Let’s now look at a genetic condition that may have an impact on the choice of treatment. This relates to the pharmacodynamic failure of statins. Statins are widely used throughout the world for treatment of cardiovascular disease and act by reducing cholesterol levels. Now, there’s a condition known as homozygous familial hypercholesterolemia, where the patients have a genetic mutation leading to low levels or complete absence of LDL cholesterol receptors. The effectiveness of the statin relies partly on up regulation of LDL receptor function and in patients who have low numbers of LDL receptors or absent LDL receptors then statins have a far more limited target to work on, which means that they may not have the same efficacy.
So, when treating these patients, alternative drug targets have been recommended for the patient, rather than targeting the LDL receptor which is absent in these patients. And some of these alternative methods include reducing intestinal absorption of cholesterol or preventing VLDL assembly in the liver.
Now, we mentioned enzyme activity a little bit earlier on. Genetic variation can affect the enzyme activity for certain important physiological processes in the body. The vitamin k epoxide reductase protein is an important component in the production of clotting factors. Warfarin, which is a very widely known drug inhibits VKORC1. All of us are aware that warfarin is a very difficult drug to use because the dosing is complicated by huge intra and Inter individual variation. It’s very difficult to get the right dose of warfarin and close monitoring is required. Polymorphisms in the VKORC1 gene have been shown to have an effect in creating heterogeneity and variation in the warfarin dosing.

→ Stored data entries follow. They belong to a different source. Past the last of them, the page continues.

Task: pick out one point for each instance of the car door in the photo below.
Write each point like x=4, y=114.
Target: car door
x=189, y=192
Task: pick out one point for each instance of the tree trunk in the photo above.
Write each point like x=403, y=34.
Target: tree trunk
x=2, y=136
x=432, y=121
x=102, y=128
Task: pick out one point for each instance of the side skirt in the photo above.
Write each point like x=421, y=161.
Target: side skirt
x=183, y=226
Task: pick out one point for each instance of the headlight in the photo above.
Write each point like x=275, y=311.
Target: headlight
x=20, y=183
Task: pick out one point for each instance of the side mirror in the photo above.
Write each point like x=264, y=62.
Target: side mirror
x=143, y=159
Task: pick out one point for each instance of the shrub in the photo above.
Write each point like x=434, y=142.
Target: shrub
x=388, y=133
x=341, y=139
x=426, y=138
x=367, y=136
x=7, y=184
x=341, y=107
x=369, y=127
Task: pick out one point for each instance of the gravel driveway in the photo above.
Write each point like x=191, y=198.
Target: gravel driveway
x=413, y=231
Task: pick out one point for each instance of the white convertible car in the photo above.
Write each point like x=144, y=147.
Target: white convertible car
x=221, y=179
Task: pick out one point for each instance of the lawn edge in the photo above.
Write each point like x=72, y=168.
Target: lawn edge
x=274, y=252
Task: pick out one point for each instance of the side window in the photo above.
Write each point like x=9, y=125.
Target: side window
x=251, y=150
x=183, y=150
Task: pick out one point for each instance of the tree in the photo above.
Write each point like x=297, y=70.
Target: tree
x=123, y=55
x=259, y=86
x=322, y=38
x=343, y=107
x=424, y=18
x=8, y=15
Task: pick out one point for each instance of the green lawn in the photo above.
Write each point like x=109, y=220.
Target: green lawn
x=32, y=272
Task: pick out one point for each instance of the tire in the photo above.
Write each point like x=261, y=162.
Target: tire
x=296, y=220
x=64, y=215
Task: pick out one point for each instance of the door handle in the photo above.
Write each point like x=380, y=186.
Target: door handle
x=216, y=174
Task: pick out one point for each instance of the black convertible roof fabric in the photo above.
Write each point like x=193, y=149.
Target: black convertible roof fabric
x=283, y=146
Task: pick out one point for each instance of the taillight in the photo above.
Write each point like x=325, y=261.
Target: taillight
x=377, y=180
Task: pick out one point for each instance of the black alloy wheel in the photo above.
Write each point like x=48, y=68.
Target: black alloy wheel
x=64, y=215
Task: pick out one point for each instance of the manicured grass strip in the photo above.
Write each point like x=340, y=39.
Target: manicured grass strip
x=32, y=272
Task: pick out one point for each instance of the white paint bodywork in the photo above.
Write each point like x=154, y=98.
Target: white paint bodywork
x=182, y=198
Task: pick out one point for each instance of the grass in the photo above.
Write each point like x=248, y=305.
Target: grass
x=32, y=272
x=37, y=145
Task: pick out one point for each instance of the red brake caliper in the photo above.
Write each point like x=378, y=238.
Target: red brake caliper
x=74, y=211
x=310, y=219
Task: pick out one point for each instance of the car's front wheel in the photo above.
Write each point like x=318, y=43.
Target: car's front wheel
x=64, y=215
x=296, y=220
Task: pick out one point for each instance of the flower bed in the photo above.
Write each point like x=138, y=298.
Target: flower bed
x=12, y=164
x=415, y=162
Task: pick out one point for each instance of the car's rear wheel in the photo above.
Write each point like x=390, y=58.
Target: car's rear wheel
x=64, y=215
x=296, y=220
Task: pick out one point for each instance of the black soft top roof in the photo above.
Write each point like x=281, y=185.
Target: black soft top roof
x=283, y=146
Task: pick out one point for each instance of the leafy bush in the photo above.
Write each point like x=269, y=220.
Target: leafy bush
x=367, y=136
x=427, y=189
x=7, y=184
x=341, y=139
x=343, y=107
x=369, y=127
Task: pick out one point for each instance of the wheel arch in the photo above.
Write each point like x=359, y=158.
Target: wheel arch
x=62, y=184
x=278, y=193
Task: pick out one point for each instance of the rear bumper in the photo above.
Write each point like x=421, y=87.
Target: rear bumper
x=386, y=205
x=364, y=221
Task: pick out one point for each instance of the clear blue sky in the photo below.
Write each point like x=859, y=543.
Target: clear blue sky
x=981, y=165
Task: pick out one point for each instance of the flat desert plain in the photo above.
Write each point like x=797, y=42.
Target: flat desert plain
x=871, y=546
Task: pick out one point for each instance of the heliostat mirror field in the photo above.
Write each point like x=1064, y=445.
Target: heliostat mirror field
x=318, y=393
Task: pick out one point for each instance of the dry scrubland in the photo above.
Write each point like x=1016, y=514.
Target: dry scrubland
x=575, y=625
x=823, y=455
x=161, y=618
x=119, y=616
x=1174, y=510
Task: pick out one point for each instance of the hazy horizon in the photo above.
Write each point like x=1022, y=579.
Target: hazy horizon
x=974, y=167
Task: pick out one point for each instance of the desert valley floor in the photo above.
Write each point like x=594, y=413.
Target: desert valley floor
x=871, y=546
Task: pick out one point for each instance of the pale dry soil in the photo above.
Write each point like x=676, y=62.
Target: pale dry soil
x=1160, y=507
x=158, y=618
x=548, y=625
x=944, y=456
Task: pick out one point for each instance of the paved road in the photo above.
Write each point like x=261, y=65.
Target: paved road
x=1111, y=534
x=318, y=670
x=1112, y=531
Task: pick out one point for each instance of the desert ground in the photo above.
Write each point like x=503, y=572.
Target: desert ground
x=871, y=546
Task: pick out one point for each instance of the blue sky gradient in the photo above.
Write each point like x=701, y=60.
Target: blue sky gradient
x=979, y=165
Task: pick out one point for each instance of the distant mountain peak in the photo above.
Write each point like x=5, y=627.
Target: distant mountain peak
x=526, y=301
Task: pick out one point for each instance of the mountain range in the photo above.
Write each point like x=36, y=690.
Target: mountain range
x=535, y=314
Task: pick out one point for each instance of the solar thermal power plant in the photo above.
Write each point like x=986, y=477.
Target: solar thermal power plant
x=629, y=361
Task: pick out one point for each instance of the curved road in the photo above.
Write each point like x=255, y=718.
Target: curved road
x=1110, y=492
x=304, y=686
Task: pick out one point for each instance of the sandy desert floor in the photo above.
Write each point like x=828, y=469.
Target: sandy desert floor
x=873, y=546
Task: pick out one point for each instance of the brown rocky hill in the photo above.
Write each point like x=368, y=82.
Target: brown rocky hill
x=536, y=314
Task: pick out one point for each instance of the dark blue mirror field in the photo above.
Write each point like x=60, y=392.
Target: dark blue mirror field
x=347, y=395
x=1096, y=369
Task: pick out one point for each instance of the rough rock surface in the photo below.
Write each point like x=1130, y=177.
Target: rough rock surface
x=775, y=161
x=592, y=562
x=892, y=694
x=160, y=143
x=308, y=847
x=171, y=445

It has been suggested that 25% of the variation in warfarin dosing is due to variation in VKORC1 and therefore it has been hypothesized that identification of the VKORC1 variants could conceivably help us lead to more accurate prediction of the warfarin dose for individual patients. So how can this be applied in clinical practice? So if VKORC1 testing were available, how would this help us improve treatment for patients? Well, one of the area’s that’s been suggested, is for patients who are being newly started on warfarin. Depending on the VKORC1 status for these patients, the warfarin doses could be adjusted and this strategy could be tested against the standard warfarin dosing regimens that we would otherwise be using.
There are already a number of randomised trials carried out that are based on this VKORC1 testing strategy. Unfortunately, meta-analysis of these randomised trials does not demonstrate significant benefit on reducing thromboembolic events, or preventing hemorrhaging events in patients being started on warfarin.
So, although we are aware that genetic variation can influence drug action in the body at a wide range of diverse sites and through a variety of mechanisms, the cost-effectiveness of a genetically guided strategy has not been fully established for many drugs. Future studies are still needed to demonstrate effectiveness of procedures involving genetic testing and guiding drug treatment.